• J Pediatr Orthop · Dec 2007

    Transradioulnar single Kirschner-wire fixation versus conventional Kirschner-wire fixation for unstable fractures of both of the distal forearm bones in children.

    • Ho-Joong Jung, Young-Bok Jung, Eui-Chan Jang, Kwang-Sup Song, Ki Ser Kang, Soo Yong Kang, and Jae-Sung Lee.
    • Department of Orthopaedic Surgery, Medical Center of Chung-Ang University, Seoul, Republic of Korea. sunu@cau.ac.kr
    • J Pediatr Orthop. 2007 Dec 1; 27 (8): 867-72.

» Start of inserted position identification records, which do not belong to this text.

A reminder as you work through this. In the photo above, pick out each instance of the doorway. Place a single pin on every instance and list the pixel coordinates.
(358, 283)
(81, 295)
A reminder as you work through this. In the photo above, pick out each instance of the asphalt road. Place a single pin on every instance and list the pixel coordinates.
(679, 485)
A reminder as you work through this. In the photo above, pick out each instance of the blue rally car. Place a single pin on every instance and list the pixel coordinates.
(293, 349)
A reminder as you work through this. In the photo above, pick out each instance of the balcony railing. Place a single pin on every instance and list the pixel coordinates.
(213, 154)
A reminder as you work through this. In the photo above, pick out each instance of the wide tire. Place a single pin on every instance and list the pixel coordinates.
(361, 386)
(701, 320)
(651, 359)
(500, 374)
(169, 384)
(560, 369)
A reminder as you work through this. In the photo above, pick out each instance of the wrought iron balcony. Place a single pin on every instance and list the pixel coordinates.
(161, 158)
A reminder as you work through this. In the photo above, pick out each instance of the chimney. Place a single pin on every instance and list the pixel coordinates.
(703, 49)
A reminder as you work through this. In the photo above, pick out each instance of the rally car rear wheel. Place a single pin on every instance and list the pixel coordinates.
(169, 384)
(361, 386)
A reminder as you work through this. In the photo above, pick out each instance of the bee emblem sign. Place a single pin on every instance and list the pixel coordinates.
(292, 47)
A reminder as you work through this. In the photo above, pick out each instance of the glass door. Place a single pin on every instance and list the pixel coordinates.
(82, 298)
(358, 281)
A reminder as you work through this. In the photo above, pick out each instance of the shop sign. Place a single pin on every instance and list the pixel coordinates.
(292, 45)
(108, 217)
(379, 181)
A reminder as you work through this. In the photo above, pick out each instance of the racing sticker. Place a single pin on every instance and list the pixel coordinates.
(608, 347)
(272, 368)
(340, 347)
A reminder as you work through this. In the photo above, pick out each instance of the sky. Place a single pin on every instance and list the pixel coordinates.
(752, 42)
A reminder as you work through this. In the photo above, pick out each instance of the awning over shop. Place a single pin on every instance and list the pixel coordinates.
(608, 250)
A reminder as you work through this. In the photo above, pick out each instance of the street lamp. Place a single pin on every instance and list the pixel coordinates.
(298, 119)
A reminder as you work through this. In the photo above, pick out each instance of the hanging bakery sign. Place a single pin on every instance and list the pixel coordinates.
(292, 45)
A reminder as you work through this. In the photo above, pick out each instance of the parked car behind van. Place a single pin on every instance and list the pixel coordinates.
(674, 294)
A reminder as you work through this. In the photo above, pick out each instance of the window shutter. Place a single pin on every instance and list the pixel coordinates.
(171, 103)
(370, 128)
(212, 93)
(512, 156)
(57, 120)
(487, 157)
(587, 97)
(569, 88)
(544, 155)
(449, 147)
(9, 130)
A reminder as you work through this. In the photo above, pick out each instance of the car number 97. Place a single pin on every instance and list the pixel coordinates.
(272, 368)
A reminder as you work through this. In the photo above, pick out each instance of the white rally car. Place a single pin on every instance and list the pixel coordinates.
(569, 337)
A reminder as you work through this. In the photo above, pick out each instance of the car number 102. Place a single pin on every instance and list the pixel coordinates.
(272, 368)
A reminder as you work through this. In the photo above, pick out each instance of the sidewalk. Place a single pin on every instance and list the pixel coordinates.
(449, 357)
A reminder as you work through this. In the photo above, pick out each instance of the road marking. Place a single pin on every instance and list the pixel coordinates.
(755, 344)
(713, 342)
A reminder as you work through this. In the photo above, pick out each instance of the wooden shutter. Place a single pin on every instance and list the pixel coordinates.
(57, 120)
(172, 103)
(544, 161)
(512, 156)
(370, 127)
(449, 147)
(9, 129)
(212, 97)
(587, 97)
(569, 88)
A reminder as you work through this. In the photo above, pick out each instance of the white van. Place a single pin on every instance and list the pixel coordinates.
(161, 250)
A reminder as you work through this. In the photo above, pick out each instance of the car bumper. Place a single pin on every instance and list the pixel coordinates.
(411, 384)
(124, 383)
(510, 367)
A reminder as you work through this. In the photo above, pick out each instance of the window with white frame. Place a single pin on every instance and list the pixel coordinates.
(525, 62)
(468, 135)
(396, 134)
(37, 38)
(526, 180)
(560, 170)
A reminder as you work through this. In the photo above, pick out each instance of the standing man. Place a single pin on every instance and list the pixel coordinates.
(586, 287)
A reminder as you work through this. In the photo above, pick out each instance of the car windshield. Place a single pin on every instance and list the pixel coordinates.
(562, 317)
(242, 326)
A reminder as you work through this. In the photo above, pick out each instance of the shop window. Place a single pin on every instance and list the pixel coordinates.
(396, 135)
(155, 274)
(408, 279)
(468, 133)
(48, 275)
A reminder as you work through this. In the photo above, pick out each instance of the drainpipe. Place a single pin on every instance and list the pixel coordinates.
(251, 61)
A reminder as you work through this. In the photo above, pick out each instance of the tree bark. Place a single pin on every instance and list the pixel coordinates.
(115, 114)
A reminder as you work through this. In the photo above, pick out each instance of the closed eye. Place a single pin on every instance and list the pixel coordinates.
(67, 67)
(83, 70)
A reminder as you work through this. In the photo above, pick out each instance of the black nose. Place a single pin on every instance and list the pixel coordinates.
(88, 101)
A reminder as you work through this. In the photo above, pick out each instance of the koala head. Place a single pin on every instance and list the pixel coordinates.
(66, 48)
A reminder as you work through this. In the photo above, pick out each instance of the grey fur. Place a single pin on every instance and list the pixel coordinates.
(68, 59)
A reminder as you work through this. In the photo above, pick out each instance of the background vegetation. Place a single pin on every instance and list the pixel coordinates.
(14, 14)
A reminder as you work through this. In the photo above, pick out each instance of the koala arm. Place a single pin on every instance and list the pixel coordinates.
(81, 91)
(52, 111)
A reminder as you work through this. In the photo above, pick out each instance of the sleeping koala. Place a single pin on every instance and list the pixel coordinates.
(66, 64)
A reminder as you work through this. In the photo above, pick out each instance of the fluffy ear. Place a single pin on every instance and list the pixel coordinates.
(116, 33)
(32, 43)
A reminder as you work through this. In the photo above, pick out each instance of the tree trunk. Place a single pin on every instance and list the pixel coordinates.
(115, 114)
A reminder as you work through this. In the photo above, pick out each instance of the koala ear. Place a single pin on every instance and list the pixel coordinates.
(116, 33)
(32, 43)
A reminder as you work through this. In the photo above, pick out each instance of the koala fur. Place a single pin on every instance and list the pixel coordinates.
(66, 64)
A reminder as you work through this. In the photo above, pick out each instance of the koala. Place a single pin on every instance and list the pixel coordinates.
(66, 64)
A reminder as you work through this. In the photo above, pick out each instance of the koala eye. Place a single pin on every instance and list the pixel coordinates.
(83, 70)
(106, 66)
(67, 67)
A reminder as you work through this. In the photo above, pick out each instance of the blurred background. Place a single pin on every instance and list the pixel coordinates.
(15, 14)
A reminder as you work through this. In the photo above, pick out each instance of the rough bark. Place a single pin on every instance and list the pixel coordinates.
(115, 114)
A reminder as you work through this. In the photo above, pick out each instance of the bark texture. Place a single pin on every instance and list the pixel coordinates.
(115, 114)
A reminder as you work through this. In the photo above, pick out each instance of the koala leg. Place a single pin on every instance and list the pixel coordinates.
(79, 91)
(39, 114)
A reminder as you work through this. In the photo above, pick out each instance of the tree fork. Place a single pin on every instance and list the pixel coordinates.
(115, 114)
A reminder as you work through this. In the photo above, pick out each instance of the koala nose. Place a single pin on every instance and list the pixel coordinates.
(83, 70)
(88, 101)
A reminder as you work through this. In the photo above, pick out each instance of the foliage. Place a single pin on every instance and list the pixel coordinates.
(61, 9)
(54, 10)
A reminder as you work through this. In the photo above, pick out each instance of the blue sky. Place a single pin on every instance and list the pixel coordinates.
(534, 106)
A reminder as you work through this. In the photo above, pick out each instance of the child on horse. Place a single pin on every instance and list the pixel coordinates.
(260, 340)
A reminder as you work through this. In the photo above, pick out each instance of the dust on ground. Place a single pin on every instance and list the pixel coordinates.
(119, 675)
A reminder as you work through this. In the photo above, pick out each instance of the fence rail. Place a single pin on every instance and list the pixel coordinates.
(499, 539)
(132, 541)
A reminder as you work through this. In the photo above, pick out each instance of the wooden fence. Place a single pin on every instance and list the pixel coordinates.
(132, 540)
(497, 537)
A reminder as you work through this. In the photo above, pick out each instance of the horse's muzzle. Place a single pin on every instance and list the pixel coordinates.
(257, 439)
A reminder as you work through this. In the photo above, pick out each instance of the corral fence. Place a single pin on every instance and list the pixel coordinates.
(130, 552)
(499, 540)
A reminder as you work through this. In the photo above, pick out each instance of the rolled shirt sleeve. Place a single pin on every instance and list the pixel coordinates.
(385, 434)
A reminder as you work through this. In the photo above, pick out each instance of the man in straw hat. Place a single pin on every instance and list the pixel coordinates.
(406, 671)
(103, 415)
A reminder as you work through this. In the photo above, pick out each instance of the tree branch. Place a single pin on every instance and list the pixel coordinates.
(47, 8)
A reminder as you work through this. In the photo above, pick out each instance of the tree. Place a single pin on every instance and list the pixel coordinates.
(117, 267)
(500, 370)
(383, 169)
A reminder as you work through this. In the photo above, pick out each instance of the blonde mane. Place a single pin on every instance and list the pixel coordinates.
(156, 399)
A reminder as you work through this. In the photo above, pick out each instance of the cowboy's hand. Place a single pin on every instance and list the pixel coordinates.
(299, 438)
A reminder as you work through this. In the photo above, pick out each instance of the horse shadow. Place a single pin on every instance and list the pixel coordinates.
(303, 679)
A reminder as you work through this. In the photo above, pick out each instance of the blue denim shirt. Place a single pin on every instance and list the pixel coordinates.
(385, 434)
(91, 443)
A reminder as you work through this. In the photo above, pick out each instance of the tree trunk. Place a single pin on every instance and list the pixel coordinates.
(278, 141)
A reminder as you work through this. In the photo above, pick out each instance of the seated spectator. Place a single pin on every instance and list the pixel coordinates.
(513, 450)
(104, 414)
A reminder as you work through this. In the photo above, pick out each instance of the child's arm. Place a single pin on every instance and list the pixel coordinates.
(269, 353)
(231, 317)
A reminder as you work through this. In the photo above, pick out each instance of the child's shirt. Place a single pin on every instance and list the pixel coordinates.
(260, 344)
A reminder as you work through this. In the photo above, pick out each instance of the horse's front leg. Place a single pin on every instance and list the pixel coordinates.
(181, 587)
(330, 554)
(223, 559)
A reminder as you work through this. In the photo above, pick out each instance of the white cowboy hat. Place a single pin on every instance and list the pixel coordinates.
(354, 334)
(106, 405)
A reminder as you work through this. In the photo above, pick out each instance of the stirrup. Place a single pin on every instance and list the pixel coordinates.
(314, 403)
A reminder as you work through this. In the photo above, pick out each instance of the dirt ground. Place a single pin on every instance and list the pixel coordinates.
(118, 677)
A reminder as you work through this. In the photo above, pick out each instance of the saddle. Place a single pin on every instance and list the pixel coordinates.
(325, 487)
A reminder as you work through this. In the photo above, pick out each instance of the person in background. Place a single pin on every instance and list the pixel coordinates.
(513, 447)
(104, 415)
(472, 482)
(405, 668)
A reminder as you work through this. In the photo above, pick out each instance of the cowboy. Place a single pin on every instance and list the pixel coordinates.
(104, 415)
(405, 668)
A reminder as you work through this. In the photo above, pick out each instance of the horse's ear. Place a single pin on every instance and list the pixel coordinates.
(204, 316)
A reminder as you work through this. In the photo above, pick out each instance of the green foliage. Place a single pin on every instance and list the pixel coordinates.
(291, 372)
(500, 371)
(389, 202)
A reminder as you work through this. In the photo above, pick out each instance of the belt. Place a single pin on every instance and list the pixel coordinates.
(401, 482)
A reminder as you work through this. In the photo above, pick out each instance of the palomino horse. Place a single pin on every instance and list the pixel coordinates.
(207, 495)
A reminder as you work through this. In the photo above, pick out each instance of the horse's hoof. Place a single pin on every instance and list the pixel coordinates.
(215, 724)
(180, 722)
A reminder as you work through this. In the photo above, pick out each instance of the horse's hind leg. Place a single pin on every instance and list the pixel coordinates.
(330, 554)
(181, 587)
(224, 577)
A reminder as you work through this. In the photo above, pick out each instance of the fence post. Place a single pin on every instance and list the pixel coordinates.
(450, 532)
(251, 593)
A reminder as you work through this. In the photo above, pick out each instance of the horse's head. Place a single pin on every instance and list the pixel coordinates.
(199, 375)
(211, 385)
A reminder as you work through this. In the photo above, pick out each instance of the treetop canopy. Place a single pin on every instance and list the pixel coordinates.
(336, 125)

    AbstractThe purpose of this study was to introduce transradioulnar single Kirschner-wire (K-wire) fixation technique for unstable fractures of both of the distal forearm bones in children and to evaluate the differences in clinical and radiographic results of osteosynthesis between this method and conventional K-wire fixation. Forty-one patients (20 conventional K-wire fixation, 21 transradioulnar single K-wire fixation) were reviewed who underwent a closed or mini-open reduction with K-wire fixation for fractures of both of the distal forearm bones. Their mean age at operation was 10.7 years (range, 8-16 years). Surgical intervention was indicated (1) when in addition to a complete ulnar fracture, the radius showed a 50% of displacement or greater, or 20-degree angulation or greater, (2) when in addition to an incomplete ulnar fracture, the radius was completely displaced, and (3) when reangulation was 15 degrees or greater in any direction at follow-up. The minimum follow-up period was 2 years. Bony union was achieved in both groups at approximately 7 weeks after surgery, and there were no significant differences in the operative time, duration of hospitalization, and duration of external support between the 2 groups. There were no major complications such as nonunion, radioulnar synostosis, premature physeal closure, or redisplacement or reangulation. Transradioulnar single K-wire fixation technique was a relatively simple procedure with comparable outcomes compared with conventional K-wire fixation technique. In addition, physeal injuries could be avoided, and there was no need for passing across the fracture line. Thus, it is suggested that transradioulnar single K-wire fixation technique can be a good alternative method for high-risk fractures of both of the distal forearm bones in children.